Illness

Or how I learned to keep being sick and hate everything.

This is night 3 for me, non consecutively, in a hospital over the last week. I'm here because I have a metabolic condition that makes it so I can't process certain fats correctly, and it can all go downhill super fast. So, I was unable to keep food down last week. That's when it all started.

I didn't eat for like 16 hours. It's not even that long really, but it was enough to set my body off. I was trying to eat the next day when everything went to hell and I had some peripheral nerve issues. Went to the hospital, told them about my condition, and then...

I was evaluated for stroke.

Now, what that means is: nothing in your stomach. Because they might need to do a surgery to fix it. The problem with that is, ignoring the metabolics and fasting is a really good way for things to get worse. For a full day, I kept getting worse. I came in for nerve pain in my arms and facial droop on one side of my jaw. By the time I had the MRI: I could not use:

I broke down crying to my doctor and gave him a breakdown of my medical history, how long it took to get me diagnosed with the condition in the first place, and how terrified I was. He took this to heart (is now my GP) and went and looked some shit up. Lo, it was a metabolic event.

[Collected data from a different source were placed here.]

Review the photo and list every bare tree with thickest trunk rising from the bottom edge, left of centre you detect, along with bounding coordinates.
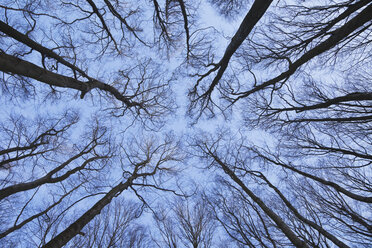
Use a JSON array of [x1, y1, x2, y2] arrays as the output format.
[[43, 134, 181, 247]]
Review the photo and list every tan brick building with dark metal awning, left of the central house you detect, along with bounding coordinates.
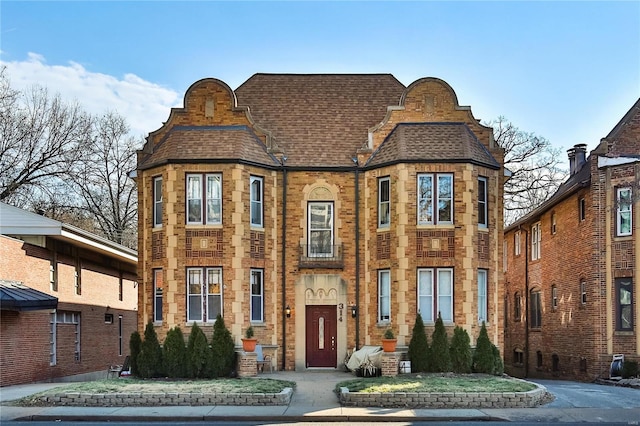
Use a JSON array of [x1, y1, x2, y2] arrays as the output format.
[[0, 203, 138, 386]]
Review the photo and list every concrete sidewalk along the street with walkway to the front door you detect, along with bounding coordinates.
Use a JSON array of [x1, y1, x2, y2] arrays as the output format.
[[0, 370, 640, 424]]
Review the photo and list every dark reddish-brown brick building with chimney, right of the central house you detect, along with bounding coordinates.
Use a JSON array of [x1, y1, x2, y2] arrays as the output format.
[[504, 100, 640, 380]]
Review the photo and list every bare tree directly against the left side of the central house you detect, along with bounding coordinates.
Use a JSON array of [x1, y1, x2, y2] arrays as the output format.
[[70, 112, 138, 248]]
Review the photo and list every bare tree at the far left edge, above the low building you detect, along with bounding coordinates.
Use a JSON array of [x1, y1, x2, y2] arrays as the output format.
[[0, 68, 90, 206]]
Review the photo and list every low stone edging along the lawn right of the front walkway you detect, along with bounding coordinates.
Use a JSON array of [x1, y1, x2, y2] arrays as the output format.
[[339, 383, 547, 408]]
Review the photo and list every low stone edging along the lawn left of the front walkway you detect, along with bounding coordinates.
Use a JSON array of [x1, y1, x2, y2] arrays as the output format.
[[28, 388, 293, 407]]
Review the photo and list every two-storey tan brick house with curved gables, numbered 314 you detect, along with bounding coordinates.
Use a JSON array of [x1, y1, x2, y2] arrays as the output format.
[[136, 74, 505, 371]]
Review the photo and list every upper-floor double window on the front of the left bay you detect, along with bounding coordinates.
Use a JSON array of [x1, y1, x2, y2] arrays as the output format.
[[187, 174, 222, 225]]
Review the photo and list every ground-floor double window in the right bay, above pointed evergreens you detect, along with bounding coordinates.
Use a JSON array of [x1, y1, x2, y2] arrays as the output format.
[[418, 268, 453, 323]]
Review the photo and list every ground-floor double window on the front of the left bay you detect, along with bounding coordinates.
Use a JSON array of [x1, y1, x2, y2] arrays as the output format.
[[187, 268, 222, 322]]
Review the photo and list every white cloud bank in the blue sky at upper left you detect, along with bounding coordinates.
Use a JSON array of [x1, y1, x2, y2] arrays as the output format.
[[0, 53, 183, 136]]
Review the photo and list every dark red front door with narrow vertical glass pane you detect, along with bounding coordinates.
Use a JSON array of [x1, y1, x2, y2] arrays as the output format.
[[306, 305, 338, 368]]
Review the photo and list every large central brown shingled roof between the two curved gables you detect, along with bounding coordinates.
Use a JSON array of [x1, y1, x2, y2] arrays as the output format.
[[235, 74, 405, 167]]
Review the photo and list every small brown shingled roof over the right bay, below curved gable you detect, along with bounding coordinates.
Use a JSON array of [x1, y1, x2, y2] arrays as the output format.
[[366, 123, 500, 169]]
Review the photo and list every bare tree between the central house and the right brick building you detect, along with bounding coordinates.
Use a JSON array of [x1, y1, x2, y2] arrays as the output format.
[[485, 116, 567, 225]]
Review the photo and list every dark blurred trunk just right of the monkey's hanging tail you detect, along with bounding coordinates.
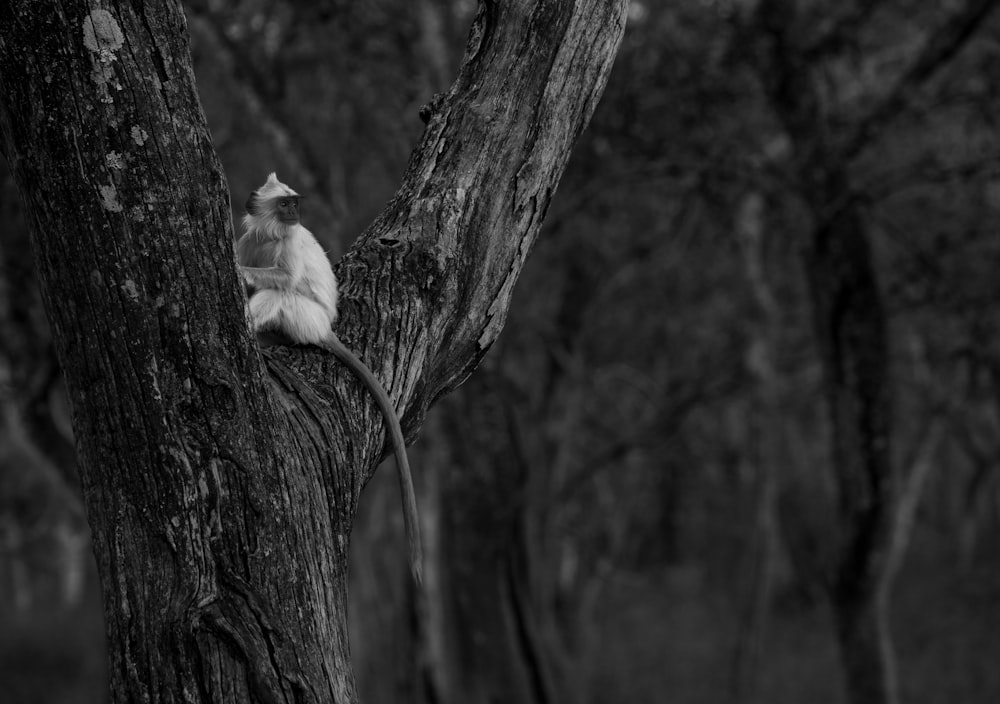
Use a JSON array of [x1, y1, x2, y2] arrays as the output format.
[[440, 380, 559, 704]]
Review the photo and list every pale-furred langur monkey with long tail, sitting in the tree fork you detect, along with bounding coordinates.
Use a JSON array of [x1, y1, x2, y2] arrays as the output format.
[[236, 173, 423, 586]]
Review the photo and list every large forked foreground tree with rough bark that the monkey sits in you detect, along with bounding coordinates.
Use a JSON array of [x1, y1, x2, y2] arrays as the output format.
[[0, 0, 626, 702]]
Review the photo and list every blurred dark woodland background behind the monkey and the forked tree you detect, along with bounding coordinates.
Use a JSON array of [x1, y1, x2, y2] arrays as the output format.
[[0, 0, 1000, 703]]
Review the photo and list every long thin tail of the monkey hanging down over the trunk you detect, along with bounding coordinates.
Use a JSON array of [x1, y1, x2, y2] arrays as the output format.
[[327, 333, 424, 587]]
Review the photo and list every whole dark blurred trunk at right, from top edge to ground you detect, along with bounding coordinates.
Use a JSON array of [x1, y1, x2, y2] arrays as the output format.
[[752, 0, 899, 704]]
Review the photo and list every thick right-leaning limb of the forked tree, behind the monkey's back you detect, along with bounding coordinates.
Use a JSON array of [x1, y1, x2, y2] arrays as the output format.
[[337, 0, 623, 440]]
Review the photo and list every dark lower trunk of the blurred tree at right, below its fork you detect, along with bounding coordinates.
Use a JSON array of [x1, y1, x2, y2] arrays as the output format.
[[807, 198, 898, 704]]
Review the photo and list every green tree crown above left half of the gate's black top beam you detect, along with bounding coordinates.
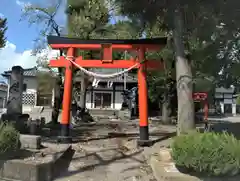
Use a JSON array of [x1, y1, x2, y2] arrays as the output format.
[[66, 0, 110, 39]]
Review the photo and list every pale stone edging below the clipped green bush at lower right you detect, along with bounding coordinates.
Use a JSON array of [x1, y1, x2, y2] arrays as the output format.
[[149, 155, 240, 181]]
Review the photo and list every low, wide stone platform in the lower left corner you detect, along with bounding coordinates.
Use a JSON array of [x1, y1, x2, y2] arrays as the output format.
[[0, 145, 71, 181]]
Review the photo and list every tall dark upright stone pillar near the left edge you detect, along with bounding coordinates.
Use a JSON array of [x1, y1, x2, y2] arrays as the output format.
[[7, 66, 23, 115]]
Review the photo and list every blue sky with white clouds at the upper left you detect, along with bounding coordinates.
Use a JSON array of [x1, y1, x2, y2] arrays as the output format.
[[0, 0, 66, 78]]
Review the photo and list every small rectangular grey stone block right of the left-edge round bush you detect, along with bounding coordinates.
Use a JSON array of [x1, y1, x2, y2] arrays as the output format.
[[20, 134, 41, 149]]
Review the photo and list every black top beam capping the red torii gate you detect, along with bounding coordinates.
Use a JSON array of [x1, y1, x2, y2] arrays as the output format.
[[47, 36, 167, 45]]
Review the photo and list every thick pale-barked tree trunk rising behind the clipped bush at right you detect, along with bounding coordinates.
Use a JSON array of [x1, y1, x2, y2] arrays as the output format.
[[173, 8, 195, 134]]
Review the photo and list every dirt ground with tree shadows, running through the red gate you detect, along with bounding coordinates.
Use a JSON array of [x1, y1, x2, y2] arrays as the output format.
[[52, 120, 175, 181]]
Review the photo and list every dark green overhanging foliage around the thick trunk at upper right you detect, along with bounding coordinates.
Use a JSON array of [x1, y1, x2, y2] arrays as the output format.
[[115, 0, 240, 91]]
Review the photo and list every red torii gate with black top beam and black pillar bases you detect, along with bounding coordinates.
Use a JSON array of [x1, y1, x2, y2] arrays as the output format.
[[48, 36, 167, 146]]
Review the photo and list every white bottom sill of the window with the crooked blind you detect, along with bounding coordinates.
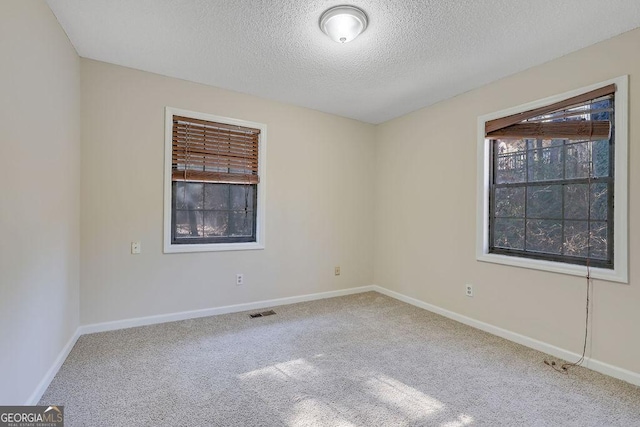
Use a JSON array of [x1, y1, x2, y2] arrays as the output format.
[[476, 253, 629, 283]]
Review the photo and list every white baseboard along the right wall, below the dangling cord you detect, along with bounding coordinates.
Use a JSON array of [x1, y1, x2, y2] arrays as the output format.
[[372, 285, 640, 386]]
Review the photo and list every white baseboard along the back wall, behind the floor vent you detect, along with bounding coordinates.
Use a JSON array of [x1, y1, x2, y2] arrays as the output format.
[[80, 286, 373, 335]]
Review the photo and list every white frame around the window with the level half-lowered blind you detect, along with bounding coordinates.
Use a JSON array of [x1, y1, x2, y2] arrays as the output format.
[[164, 107, 267, 253]]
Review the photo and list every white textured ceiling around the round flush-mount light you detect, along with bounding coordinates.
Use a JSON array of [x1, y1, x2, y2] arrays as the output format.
[[48, 0, 640, 123]]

I was put on IV nutrition, and I was feeling OK the next morning. I went home, had a decent day... until the following morning.

Hospital visit 2, electric boogaloo

So, I went back yesterday when I was unable to eat. It took some time to figure out that I was dealing with a pretty straightforward stomach virus and that everything would ultimately be OK.

I was super dehydrated, in early stages of metabolic acidosis, and it was all just kind of shitty. Some IV Nutrition, again, and a whole bunch of fluids made me feel human again. Ultimately, everything is doing better now and I'm home to write the end of this (I got home just before the beginning of this paragraph). I'm home, I'm eating and I'm holding food down and in.

What was this about?

I'm more than my illness, but illness is an inextricable part of me. A virus that most people shake off without too much difficulty put me in the hospital not once, but twice, for full admission during a global pandemic. We can not continue telling people to not let their illness get them down, or that it can be overcome. Sometimes, it can't. Sometimes normal things just knock you on your ass. There's nothing that can be done about it, and that's OK.

Just admitting that you have a condition, and need help sometimes, does not mean it has to define you.